As we go deeper, we discover that the topic of food is a highly cerebral one.  And this begins with any simple act of eating, albeit in a slightly different way.  It’s called the cephalic phase of nutrition, “in your head”, which reflects how you are actually experiencing the food: is it delicious? Are you feeling pleasure? These “subjective” aspects profoundly affect the physiology of digestion and assimilation. Food, therefore, begins in a context that transcends merely physiochemical conditions and concerns.  The nocebo and placebo effects, which are powerful forces in the setting of clinical medicine, also apply to the field and experience of nutrition.  And therefore, it is hard to ignore how this important layer of nutrition: the first-hand experience, and even our intention and level of gratitude, has been lost in the fixation on the chemistry and reductionism of food science.

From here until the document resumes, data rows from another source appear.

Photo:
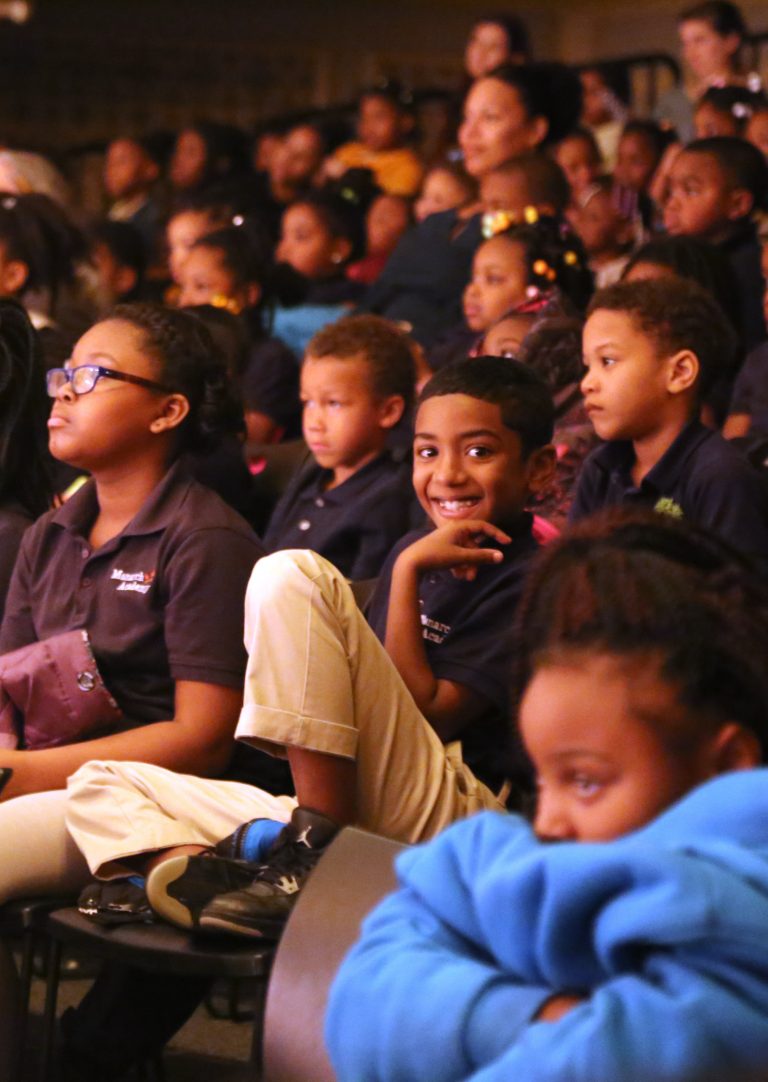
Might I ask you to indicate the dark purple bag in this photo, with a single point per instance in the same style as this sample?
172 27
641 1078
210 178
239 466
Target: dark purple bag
51 693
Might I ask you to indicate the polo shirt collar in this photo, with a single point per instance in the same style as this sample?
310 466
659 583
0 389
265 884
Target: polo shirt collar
618 457
156 514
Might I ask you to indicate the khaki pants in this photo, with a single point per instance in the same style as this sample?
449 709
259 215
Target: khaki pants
317 678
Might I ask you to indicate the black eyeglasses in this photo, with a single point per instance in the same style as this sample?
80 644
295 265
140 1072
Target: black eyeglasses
85 377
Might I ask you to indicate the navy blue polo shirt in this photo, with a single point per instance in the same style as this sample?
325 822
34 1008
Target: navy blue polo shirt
700 477
467 630
354 525
162 601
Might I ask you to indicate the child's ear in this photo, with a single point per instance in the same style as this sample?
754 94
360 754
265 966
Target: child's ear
683 371
253 294
741 203
175 408
14 277
736 748
391 409
540 469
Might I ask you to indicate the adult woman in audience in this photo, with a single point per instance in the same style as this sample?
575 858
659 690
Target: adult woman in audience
26 487
711 36
511 111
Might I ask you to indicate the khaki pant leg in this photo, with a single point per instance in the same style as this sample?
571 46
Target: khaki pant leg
118 809
319 678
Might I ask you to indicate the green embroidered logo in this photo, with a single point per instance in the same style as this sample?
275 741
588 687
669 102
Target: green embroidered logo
667 506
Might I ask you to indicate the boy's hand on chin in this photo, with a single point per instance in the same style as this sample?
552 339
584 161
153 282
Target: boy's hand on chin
459 546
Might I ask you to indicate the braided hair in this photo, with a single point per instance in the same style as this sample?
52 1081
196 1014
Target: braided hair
188 363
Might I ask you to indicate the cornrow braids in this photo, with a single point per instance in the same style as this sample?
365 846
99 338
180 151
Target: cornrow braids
189 364
638 584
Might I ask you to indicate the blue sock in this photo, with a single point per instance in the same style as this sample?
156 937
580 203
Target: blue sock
257 838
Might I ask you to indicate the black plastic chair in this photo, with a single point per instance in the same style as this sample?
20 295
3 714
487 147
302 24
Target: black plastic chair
157 948
353 875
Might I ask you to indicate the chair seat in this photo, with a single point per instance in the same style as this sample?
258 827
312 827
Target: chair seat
161 948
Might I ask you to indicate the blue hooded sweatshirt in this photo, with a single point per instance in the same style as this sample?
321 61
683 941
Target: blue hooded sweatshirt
663 931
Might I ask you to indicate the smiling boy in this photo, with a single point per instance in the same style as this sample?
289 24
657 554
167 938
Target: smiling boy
358 724
651 351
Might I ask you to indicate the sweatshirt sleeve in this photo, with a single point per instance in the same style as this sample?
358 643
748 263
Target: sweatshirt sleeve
415 1002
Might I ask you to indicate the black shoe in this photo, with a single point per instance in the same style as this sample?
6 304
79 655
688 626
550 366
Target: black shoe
177 888
261 909
116 901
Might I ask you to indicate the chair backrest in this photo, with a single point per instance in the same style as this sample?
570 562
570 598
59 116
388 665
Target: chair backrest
353 875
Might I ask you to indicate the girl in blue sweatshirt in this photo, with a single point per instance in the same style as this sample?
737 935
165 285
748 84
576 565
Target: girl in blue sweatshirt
640 952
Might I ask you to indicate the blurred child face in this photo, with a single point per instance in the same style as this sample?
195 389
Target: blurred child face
757 131
182 232
709 121
495 127
188 160
467 463
307 245
505 338
441 190
604 773
594 99
706 52
575 156
700 200
604 232
203 276
507 189
128 169
625 385
386 221
488 47
499 282
344 422
636 161
380 123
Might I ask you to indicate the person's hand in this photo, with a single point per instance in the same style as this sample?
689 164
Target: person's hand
457 545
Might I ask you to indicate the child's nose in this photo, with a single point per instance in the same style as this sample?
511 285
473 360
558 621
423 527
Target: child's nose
552 823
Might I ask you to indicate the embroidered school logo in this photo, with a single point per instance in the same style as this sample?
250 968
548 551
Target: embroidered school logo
667 506
433 630
136 582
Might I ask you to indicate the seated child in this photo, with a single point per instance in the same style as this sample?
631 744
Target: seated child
321 234
131 172
606 232
447 186
633 948
229 268
726 110
383 123
118 253
756 131
351 503
386 220
651 352
715 185
524 265
579 157
480 450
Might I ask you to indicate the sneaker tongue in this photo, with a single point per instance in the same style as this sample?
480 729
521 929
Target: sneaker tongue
310 829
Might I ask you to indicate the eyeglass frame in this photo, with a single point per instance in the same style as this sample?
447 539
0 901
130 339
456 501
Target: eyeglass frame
102 372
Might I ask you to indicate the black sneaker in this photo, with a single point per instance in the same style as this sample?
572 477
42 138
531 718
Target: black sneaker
261 909
116 901
179 887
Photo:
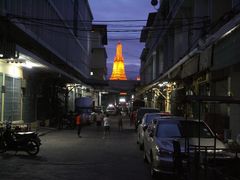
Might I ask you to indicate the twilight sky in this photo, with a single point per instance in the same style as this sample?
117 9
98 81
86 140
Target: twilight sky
116 14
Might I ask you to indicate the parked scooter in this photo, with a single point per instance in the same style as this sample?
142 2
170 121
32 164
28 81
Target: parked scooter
19 141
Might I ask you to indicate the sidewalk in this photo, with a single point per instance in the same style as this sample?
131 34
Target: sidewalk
42 131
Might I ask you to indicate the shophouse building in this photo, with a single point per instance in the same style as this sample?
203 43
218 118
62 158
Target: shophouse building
45 52
190 63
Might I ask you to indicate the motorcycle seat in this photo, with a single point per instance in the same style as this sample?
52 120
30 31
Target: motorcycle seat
24 133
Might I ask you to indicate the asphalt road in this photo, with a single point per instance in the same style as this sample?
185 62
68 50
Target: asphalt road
63 155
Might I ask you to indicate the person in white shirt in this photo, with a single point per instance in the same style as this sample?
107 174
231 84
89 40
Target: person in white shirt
106 124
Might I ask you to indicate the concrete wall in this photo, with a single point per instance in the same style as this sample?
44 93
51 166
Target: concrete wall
235 108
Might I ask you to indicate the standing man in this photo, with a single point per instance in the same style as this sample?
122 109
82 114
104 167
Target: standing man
106 124
78 123
120 121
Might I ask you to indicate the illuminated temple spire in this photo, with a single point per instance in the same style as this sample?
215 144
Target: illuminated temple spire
118 72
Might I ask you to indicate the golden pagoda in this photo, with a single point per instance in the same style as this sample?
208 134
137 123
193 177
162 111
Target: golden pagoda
118 72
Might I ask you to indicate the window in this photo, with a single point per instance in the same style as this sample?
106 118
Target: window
12 101
168 130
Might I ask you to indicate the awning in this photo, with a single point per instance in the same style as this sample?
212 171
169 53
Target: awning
214 99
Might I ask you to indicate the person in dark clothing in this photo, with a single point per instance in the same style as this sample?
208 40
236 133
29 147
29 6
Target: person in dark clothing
78 123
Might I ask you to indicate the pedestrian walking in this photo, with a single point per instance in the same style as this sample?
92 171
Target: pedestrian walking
99 119
78 123
120 122
106 124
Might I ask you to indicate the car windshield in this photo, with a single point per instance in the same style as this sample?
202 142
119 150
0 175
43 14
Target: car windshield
191 129
183 129
168 130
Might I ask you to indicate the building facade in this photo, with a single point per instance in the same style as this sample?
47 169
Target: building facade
191 51
45 51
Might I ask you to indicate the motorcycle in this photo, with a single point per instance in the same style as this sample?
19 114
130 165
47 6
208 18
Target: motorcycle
19 141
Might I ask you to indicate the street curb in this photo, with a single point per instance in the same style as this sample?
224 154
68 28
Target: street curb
45 131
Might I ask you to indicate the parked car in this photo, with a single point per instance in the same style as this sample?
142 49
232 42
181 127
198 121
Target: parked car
146 120
111 110
140 113
159 137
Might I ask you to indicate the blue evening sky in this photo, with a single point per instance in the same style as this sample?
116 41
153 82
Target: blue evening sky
108 10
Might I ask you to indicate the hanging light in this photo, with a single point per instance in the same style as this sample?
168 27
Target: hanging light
154 2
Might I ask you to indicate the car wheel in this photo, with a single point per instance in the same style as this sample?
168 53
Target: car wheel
32 147
153 172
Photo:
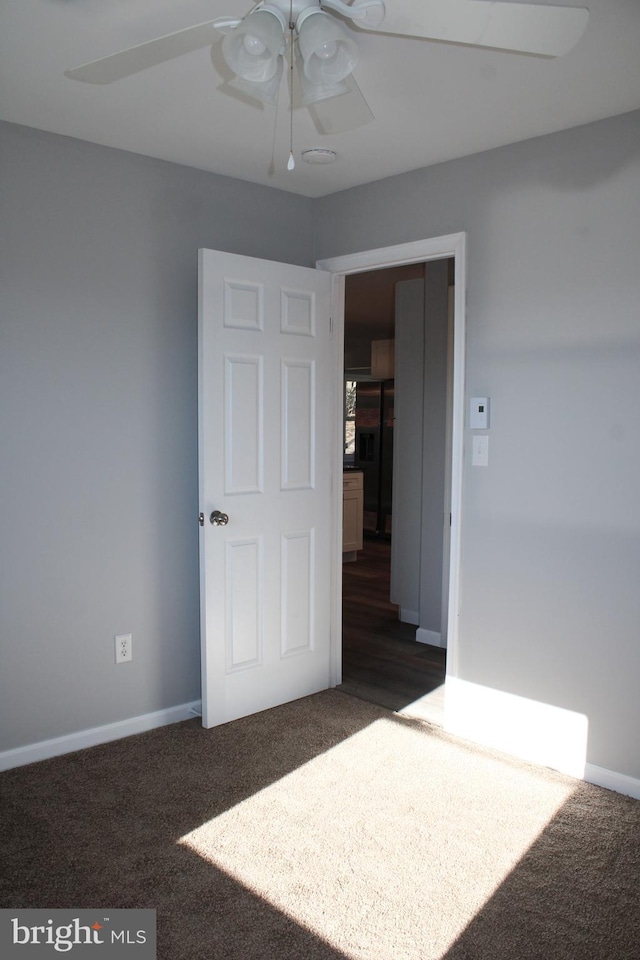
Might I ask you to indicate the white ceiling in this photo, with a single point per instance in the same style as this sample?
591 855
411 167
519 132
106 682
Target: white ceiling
432 101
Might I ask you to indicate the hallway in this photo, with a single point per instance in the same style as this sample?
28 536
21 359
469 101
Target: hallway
382 662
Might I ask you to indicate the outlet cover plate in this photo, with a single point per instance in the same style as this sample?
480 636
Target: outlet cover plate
124 651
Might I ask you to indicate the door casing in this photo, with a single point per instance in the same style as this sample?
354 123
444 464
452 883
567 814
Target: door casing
434 248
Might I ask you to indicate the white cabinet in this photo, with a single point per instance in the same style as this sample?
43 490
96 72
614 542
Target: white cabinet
352 514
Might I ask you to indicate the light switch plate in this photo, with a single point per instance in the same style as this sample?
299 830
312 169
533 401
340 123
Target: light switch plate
479 413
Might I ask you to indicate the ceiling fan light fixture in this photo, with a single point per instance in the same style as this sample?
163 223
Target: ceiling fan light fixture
319 155
254 48
311 92
266 92
328 52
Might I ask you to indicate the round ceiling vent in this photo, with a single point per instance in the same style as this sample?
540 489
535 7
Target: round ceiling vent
319 155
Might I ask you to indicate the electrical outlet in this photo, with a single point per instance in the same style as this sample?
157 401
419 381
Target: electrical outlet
124 650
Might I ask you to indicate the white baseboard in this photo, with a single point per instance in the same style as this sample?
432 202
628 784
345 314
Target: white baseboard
528 729
619 782
96 735
429 636
409 616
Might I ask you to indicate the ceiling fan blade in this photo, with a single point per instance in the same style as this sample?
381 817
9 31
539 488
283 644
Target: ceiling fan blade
547 31
342 113
144 55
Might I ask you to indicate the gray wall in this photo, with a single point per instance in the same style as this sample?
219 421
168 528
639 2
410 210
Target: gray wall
550 597
98 408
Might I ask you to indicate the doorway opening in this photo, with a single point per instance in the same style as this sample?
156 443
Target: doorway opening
419 251
393 644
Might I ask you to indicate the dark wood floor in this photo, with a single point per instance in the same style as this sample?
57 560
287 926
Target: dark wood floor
381 660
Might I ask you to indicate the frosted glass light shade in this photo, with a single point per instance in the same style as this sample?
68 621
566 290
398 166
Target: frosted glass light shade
267 91
314 92
252 50
328 52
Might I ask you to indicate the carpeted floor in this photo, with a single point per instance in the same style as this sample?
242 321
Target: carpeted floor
324 829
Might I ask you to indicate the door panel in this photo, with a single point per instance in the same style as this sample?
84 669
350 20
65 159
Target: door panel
266 373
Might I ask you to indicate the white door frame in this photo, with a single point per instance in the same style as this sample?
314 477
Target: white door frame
435 248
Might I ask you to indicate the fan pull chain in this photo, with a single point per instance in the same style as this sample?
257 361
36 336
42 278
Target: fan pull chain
291 162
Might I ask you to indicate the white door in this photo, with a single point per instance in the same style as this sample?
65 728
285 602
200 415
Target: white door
265 399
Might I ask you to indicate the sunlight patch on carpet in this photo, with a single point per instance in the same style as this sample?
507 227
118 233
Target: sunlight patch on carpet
388 844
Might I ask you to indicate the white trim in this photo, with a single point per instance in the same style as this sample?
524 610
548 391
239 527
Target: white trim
619 782
540 733
429 636
46 749
434 248
409 616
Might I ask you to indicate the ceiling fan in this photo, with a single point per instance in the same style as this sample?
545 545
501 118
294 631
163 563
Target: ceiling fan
318 38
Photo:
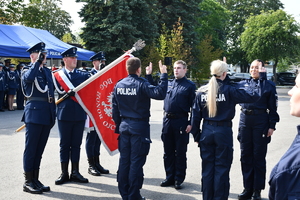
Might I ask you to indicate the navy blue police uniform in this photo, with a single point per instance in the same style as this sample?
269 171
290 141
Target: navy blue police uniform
3 86
131 112
39 117
6 69
12 81
19 95
285 176
215 140
255 121
71 120
93 142
177 105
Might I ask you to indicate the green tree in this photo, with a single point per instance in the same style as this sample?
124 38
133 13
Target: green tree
241 10
47 15
271 35
170 10
214 20
10 11
208 53
169 44
283 65
114 26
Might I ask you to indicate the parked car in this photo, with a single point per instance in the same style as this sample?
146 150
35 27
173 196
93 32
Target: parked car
286 78
270 76
239 76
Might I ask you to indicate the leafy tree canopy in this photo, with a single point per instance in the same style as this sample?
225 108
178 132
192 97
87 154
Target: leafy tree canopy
114 26
241 10
10 11
213 21
47 15
271 35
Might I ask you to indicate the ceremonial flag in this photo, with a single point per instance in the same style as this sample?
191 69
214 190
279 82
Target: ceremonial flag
96 99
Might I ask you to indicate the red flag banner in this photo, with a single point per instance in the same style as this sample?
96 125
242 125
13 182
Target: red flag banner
96 99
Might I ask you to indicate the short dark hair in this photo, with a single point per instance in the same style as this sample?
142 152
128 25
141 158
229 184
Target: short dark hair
262 62
132 65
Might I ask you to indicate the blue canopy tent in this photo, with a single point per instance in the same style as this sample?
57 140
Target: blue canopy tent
16 39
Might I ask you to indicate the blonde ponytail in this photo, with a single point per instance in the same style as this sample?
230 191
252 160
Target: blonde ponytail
217 68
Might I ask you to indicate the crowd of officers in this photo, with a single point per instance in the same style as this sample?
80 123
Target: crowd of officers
185 108
10 86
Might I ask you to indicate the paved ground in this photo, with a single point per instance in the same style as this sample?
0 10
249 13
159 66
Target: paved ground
105 187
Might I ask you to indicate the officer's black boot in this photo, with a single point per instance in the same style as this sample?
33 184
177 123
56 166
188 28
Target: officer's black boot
92 167
64 177
38 183
76 176
246 194
256 195
29 185
99 167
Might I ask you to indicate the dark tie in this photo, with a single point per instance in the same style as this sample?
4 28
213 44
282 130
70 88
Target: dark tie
71 75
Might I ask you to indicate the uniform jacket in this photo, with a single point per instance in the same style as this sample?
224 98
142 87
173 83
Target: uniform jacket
12 79
180 96
93 71
285 176
131 97
39 112
68 109
228 96
268 100
3 81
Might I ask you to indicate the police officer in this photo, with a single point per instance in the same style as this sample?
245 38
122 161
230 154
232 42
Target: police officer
3 86
19 95
39 115
83 67
131 112
285 176
12 86
215 103
257 123
71 119
176 126
92 144
6 69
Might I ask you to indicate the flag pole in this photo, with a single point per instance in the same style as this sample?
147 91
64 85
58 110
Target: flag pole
136 47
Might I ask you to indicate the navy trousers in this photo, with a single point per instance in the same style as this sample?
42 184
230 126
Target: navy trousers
134 144
175 141
70 133
253 143
216 150
20 99
1 99
92 144
36 137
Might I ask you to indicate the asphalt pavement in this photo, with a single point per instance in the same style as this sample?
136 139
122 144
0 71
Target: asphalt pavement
105 186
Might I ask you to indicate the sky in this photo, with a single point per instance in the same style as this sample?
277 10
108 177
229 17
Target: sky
290 6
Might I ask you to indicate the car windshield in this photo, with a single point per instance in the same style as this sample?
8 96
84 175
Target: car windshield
288 75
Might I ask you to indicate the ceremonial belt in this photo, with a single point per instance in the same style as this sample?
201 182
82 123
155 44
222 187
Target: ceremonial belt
253 112
50 99
218 123
64 82
136 119
175 115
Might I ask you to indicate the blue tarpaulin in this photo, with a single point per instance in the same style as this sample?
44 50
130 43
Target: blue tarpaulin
16 39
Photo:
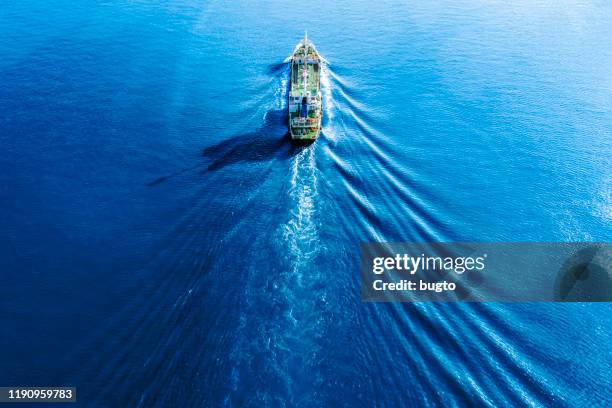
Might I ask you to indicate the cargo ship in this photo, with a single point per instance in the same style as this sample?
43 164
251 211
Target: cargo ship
305 111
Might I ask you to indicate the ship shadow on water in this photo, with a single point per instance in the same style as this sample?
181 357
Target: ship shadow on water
271 140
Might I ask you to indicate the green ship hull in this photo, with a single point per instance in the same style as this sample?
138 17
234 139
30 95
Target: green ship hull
305 107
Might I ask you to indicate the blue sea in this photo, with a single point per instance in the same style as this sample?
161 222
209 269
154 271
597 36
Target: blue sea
163 243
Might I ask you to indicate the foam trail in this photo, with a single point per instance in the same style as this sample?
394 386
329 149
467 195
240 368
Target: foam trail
301 231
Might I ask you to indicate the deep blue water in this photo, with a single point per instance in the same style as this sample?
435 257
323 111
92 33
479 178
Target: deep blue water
164 244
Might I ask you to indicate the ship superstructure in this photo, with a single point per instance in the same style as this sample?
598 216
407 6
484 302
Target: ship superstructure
305 111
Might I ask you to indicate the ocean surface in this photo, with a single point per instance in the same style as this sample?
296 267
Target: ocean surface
164 244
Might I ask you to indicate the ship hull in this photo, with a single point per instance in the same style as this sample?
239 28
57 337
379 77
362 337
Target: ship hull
305 101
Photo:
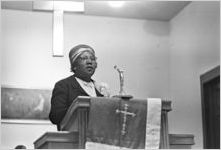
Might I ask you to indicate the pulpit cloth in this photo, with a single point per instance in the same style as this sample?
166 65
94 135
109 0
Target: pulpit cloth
124 124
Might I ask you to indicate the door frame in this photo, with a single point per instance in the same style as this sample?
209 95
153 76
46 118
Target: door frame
205 78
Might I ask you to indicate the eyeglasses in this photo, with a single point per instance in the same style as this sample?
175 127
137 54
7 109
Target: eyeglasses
92 58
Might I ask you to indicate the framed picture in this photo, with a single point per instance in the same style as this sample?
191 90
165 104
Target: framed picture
19 103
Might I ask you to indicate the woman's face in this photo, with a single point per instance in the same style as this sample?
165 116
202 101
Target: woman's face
86 65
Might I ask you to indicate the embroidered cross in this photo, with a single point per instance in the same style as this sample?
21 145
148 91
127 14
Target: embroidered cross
125 113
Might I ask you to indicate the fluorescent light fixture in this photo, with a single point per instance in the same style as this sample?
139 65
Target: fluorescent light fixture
116 3
58 33
70 6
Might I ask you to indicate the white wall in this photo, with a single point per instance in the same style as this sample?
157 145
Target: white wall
194 50
140 47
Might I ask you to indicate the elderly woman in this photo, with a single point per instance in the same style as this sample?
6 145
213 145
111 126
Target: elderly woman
83 65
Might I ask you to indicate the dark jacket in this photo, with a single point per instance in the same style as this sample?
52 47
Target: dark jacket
63 94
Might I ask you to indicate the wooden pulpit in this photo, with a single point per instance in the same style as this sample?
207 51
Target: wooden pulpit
76 120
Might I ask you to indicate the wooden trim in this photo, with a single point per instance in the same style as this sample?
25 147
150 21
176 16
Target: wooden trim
204 78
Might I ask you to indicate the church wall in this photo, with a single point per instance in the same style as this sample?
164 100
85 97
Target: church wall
194 50
137 46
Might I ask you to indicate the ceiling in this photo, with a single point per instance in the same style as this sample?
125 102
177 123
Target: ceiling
142 9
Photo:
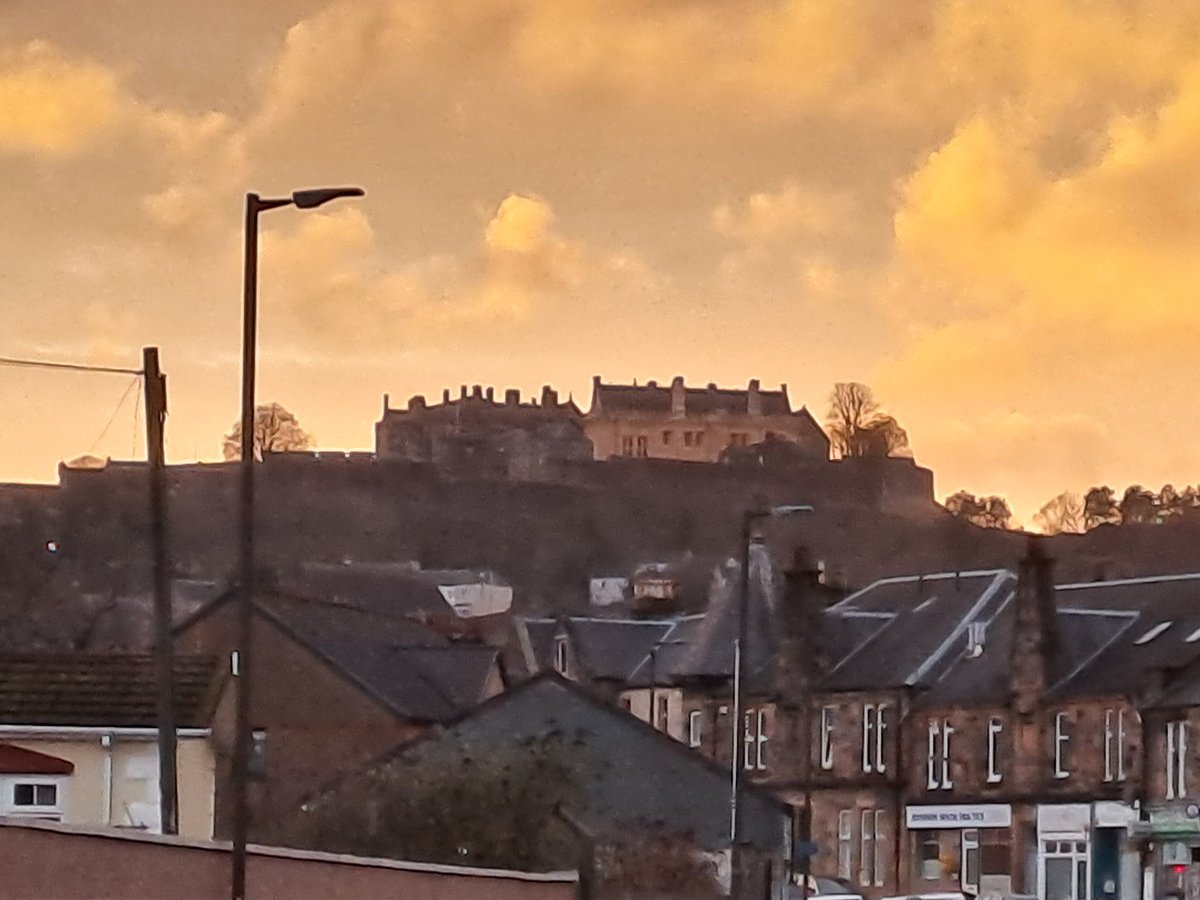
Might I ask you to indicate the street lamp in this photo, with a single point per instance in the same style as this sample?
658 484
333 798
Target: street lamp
749 519
243 737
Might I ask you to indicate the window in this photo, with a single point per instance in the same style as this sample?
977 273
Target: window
1061 747
561 654
947 731
35 795
969 864
874 725
868 742
880 859
827 714
929 853
995 729
1176 760
661 713
845 843
867 849
937 759
1114 744
755 739
256 766
41 798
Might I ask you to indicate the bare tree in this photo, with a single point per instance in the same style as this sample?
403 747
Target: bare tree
276 431
984 511
1062 515
1101 508
858 427
1138 507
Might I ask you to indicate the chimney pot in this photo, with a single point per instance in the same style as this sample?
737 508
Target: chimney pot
678 396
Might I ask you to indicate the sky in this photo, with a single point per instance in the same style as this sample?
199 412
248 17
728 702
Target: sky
987 211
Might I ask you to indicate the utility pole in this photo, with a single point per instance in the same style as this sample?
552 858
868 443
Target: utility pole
156 413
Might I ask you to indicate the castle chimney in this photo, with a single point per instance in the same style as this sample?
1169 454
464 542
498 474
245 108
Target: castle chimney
678 396
754 399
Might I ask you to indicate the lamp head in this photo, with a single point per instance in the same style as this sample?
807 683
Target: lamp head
321 196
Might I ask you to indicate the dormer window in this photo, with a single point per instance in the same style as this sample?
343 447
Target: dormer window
1153 633
561 661
1061 745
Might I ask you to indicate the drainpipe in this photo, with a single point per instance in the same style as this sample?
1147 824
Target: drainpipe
106 742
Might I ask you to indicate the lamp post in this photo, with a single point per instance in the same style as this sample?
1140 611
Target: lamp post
737 828
243 737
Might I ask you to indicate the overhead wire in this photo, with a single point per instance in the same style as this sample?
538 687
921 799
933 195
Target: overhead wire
112 419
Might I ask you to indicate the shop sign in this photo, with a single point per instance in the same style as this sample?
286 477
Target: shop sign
1174 820
979 815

But the inquiring mind wants more specific scientific answers to the question: how does food make us whole? How does its arrangement of atoms possess such extraordinary power to sustain our species? Why can’t we answer the most rudimentary questions that go back to ancient times, such as the still timeless mystery and miracle of how the bread is transmuted into blood and flesh?

Perhaps, it is the information (and intelligence) within food that will help explain some of this mystery.  After all, information literally means “to put form into”.  This understanding will add much needed depth and nuance to conventional nutritional concepts where food is still conceived as a bunch of essentially dead and uninteresting atoms and molecules.


Food as Information

The new view of food as replete with biologically important information, is based on a number of relatively new discoveries in various fields of scientific research.
For instance, the discovery that food contains methyl groups (a carbon atom attached to three hydrogen atoms (CH3)) capable of methylating (silencing) genes, brought into focus the capability of food to profoundly affect disease risk as well phenotypal expression.  If folate, B12, or Betaine – 3 common food components – can literally “shut off” gene expression with high specificity, food becomes a powerful informational vector. One which may actually supervene over the DNA within our body by determining which sequences find expression. In addition, it is possible that food, depending on how it is grown and prepared, will have vastly different protein folding patterns which will carry radically different types of biologically vital information.  This is another example where one can not exhaustively assess the value of food strictly through quantitative methods, e.g. measuring how much protein there is by weight, but need also to account for qualitative dimensions, e.g. the vast amounts of information contained within secondary, tertially and quaternary conformational states of these protens.

Another extremely important element is the role of water in food.  Not only has water been found to carry energy and information, but water has also been identified an instrument of biosemiosis.  The water component of food, therefore, could contribute biologically important information – even genetic and epigenetically meaningfully information.

Water, which is capable of taking in free energy from the environment, has its own information and energy.  This means, therefore, that food qua water content, has the potential to carry relatively vast amounts of information beyond what is found in its material composition itself.

When food is looked upon as a vital source of biologically important information which can inform the expression of our genome, it is much easier to understand how our ancestors considered its creation, production, harvesting, cooking, and consumption sacred.

Once we understand the true implications of food as information, our entire worldview will change.